States with Reciprocity:

Some states have what’s called a reciprocity agreement with another state or states. This agreement allows a resident from one state to work in another specific state, and the employer only withholds income taxes from the resident state (where the employee lives).  Which means you only file a personal tax return in your resident state, no need to file a non resident tax return in the work state.

If you work in a state with a reciprocity agreement with your resident state, you must fill out a form declaring you are requesting reciprocity. For example, Arizona has reciprocity agreements with California, Indiana, Oregon, and Virginia.

Sixteen resident states currently have reciprocity agreements with at least one other state, including Illinois, Indiana, Iowa, Kentucky, Maryland, Michigan, Minnesota, Montana, New Jersey, North Dakota, Ohio, Pennsylvania, Virginia, Washington DC, West Virginia, and Wisconsin.

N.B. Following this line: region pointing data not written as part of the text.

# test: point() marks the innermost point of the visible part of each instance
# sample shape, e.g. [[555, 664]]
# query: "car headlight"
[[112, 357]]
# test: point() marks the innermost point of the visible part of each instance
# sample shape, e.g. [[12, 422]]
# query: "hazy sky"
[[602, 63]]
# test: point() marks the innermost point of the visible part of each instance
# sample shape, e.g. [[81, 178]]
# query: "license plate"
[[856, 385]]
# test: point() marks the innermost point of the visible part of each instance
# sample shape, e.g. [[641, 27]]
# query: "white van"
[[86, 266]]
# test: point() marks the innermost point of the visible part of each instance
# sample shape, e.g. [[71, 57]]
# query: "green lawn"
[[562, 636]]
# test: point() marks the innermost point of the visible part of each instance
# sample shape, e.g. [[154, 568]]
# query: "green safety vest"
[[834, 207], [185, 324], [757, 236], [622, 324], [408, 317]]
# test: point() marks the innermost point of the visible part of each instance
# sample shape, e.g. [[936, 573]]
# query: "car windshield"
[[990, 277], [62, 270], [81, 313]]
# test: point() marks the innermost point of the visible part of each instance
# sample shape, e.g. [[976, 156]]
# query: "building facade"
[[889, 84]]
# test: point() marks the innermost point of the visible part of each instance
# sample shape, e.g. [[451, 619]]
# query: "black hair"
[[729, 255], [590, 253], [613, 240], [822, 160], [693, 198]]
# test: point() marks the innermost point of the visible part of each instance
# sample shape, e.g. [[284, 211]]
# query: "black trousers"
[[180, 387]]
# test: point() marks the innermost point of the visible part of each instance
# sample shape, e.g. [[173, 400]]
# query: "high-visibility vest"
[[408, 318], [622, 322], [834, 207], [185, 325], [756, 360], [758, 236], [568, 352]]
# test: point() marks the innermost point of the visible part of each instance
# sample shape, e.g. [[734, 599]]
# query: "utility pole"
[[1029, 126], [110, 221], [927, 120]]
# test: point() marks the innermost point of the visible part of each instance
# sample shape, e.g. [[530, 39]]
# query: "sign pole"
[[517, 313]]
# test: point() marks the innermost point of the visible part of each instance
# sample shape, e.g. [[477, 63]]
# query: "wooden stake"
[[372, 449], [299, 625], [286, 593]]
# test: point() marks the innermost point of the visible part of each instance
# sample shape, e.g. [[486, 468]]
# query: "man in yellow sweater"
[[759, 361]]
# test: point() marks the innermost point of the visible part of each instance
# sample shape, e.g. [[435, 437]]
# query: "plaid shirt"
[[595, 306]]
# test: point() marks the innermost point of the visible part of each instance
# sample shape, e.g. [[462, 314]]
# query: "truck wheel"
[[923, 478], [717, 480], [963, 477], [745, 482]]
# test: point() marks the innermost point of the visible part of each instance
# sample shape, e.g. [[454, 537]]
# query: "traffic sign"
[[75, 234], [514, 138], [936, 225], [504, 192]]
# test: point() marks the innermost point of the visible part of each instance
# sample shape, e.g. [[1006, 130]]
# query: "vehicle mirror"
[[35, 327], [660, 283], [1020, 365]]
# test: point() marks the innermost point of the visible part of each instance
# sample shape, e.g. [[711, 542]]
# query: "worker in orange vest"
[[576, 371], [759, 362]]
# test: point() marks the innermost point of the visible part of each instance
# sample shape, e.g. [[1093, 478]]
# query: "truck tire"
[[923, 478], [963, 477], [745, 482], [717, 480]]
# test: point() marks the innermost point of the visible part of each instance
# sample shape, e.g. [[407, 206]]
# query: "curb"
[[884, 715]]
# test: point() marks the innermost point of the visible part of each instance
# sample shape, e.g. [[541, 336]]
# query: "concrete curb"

Reciprocity can be extra confusing because there are often exceptions for productions utilizing film incentive credits. Some state film incentives require states to withhold tax to be eligible to earn a film incentive credit, even if an individual would typically earn a credit due to a reciprocity agreement with their resident state. If this situation applies to you, it can make your filing process a bit more complex. When in doubt, consult with a tax expert.

Understanding State Tax Withholding Recorded on Your Pay Stub

You may notice that sometimes your paycheck will have both your work state and resident state taxes withheld. 

There are two reasons this may be the case:

  1. Your resident state is a high-tax state, and your work state is a low-tax state.
    If this happens, you’ll owe the difference to your resident state (up to a pre-determined limit). 
  2. Your resident state does not allow credit for other states’ withholding.
    A handful of resident states that have reciprocal agreements (which are different than credits) don’t allow you to credit other state withholding. For example, if you’re an Ohio resident and worked in Indiana—which has reciprocity with Ohio—you may not claim credit for taxes paid to Indiana. 

Preparing to File State Taxes

Now you understand multi-state W2 basics. So, what steps can you take to make sure you’re filing the right forms, paying taxes in the right states, and getting credit for taxes paid when working in multiple states in a single year?

Verify the following as you prepare to file your taxes:

  • Make sure you’re using the right copy of your W2 form. 
  • Use the right income tax form.
  • Use the right work state personal income tax form. Confirm whether you need to fill out a resident or nonresident form. 
  • Verify your work and resident states’ reciprocity status. Determine if you worked in a state that has reciprocity with your resident state and file reciprocity election forms accordingly.
  • Communicate about film credits. If you had withholding in a state because of the film credit, be sure to tell your tax preparer.

A number of factors—including your deductions and your spouse's income—can impact how things shake out when you file, and simple mistakes—like the ones we covered above, can be costly. That’s why, in addition to double-checking all the items outlined above, it’s smart to consult with a tax expert anytime you take a new job. They can help you determine the best withholdings to choose in order to make sure you get a refund, not a tax bill.

Now that you’re aware of common issues that impact production workers, you know what to watch for and what questions to ask. Taking a proactive role in managing your tax situation by following the steps outlined above and working with a well-informed tax preparer will help ensure that your multi-state taxes are filed correctly.

This article contains general information we are providing on a subject that may be of interest to you. Nothing in this article should be considered tax advice. You should consult with your tax or legal advisors regarding the applicability of any of these rules to your specific circumstances and how best to handle them.